Suppose it were the integrand instead of the integrator that were a function of $s$, then the answer is standard. That is, if $$G(s) = \int g(t,s) \, \mathrm d \mu(t),$$ then, given suitable regularity conditions, we would be able to differentiate under the integral sign to find
$$ G^\prime(s) = \int \frac{\partial g}{\partial s}(t,s) \,\mathrm d \mu(t). $$
However, in the case I present above, it's not clear how to simplify the derivative beyond the definition.
One case where we might be able to apply the standard toolkit is if there were some reference measure $\nu$ that does not vary in $s$, with $\mu$ having a Radon-Nikodym derivative with respect to $\mu$. In this case, we could calculate:
$$ G^\prime (s) = \int g(t) \frac{\partial}{\partial s} \frac{\mathrm d \mu}{\mathrm d \nu}(t,s) \,\mathrm d \nu(t). $$
An example of this might arise in the context of probability theory.

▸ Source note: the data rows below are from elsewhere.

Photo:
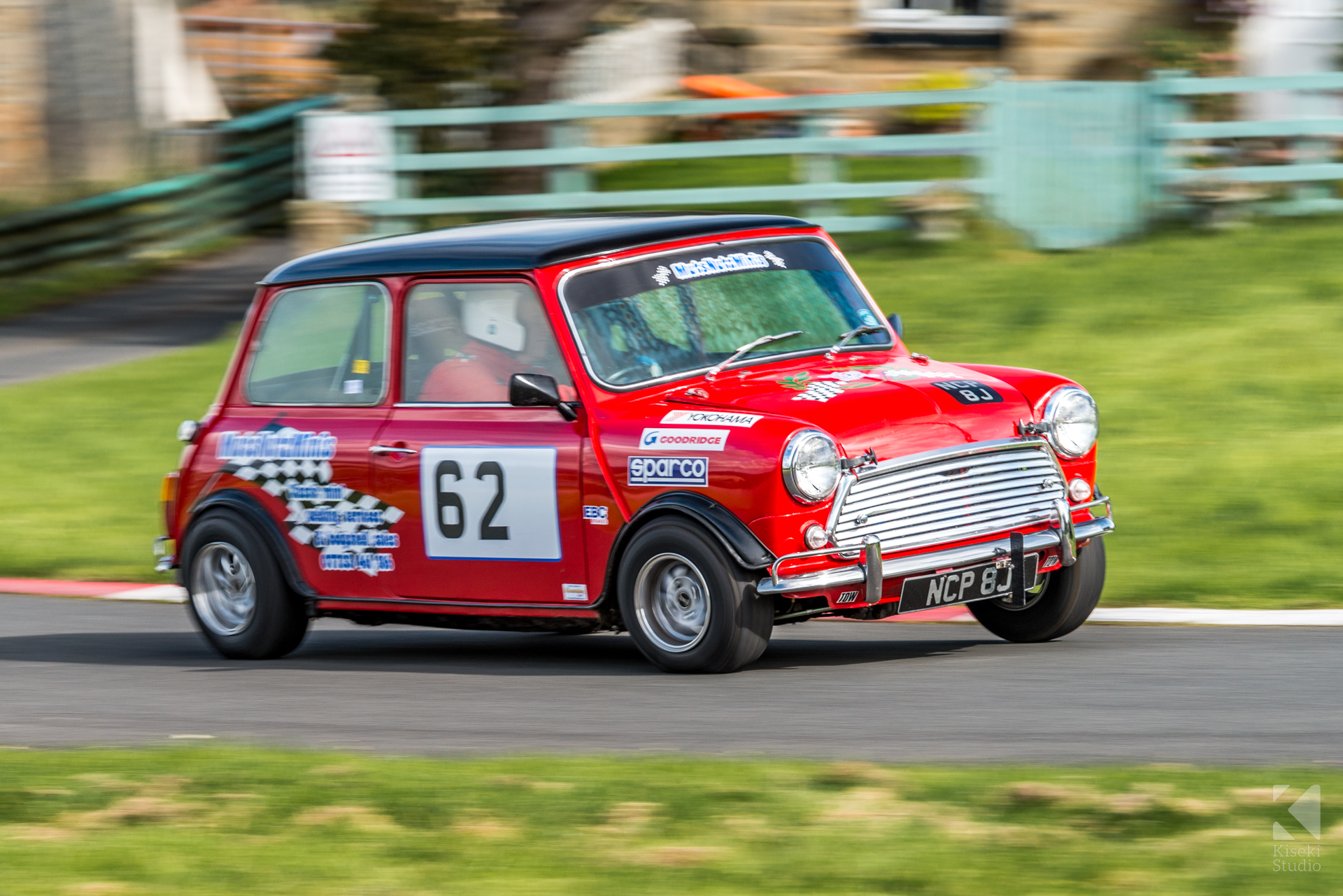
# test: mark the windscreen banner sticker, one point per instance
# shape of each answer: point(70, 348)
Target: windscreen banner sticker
point(823, 387)
point(348, 528)
point(711, 418)
point(489, 503)
point(669, 471)
point(716, 265)
point(681, 439)
point(970, 392)
point(774, 258)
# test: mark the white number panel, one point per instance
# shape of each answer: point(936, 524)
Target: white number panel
point(489, 503)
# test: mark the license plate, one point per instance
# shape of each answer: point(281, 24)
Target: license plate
point(962, 586)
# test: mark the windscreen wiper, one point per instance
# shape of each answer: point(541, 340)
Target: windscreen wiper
point(856, 331)
point(713, 371)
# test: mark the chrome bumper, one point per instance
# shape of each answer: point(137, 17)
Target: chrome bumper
point(873, 570)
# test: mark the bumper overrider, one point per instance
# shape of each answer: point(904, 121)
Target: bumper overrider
point(941, 496)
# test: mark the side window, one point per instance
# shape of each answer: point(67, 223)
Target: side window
point(322, 346)
point(465, 340)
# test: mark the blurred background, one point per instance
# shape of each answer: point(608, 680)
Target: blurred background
point(1138, 194)
point(1142, 195)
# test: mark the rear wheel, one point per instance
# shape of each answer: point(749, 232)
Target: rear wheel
point(1065, 599)
point(239, 598)
point(687, 605)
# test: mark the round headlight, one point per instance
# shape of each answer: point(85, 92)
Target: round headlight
point(811, 467)
point(1074, 423)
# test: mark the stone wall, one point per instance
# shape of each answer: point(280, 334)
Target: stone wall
point(23, 134)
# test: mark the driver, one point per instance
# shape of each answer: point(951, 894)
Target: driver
point(508, 335)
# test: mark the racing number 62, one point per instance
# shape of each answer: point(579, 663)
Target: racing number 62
point(450, 472)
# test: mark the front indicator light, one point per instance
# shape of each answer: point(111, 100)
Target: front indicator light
point(1079, 490)
point(816, 538)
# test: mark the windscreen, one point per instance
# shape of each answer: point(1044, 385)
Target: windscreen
point(676, 313)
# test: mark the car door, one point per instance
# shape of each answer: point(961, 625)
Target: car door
point(315, 394)
point(492, 492)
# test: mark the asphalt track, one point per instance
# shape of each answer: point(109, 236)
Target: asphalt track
point(191, 304)
point(87, 672)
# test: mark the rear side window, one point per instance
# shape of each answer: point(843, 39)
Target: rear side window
point(322, 346)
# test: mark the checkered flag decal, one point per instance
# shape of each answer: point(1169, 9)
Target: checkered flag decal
point(348, 528)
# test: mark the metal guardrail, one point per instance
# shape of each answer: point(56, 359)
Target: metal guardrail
point(1092, 155)
point(242, 191)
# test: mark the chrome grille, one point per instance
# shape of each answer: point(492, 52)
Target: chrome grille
point(953, 495)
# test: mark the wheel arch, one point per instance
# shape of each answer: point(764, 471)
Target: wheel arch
point(731, 532)
point(252, 511)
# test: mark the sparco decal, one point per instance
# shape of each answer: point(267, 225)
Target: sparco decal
point(669, 471)
point(711, 418)
point(683, 439)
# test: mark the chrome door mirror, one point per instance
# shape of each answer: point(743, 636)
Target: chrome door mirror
point(539, 390)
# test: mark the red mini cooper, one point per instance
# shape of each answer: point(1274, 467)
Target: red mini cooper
point(692, 427)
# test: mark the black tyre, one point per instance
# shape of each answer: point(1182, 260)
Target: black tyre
point(1063, 604)
point(687, 605)
point(239, 598)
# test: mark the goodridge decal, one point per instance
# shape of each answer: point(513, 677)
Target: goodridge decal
point(711, 418)
point(669, 471)
point(681, 439)
point(348, 528)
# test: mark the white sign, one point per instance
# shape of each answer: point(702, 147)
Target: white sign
point(678, 439)
point(348, 159)
point(715, 418)
point(489, 503)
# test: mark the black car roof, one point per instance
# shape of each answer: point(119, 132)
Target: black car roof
point(515, 245)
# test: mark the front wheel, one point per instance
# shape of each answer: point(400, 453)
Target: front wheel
point(239, 598)
point(1063, 602)
point(687, 605)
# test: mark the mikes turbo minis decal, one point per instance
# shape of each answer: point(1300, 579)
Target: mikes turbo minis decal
point(716, 265)
point(669, 471)
point(348, 528)
point(683, 439)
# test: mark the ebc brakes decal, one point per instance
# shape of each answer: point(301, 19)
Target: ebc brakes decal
point(489, 503)
point(970, 392)
point(348, 528)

Suppose $X_s$ is a random variable whose distribution is given by $F(\cdot,s)$. $F$ has a density $f(\cdot,s)$ that is differentiable with respect to $s$. Then, we could write
$$ \mathbb E\left[g\left(X_s\right)\right] = \int g(t)f(t,s) \,\mathrm d t $$
so that
$$ \frac{\mathrm d}{\mathrm d s}\mathbb E[g(X_s)] = \int g(t) \frac{\partial f}{\partial s} (t,s) \, \mathrm d t. $$
Is there something to be said about cases more general than this?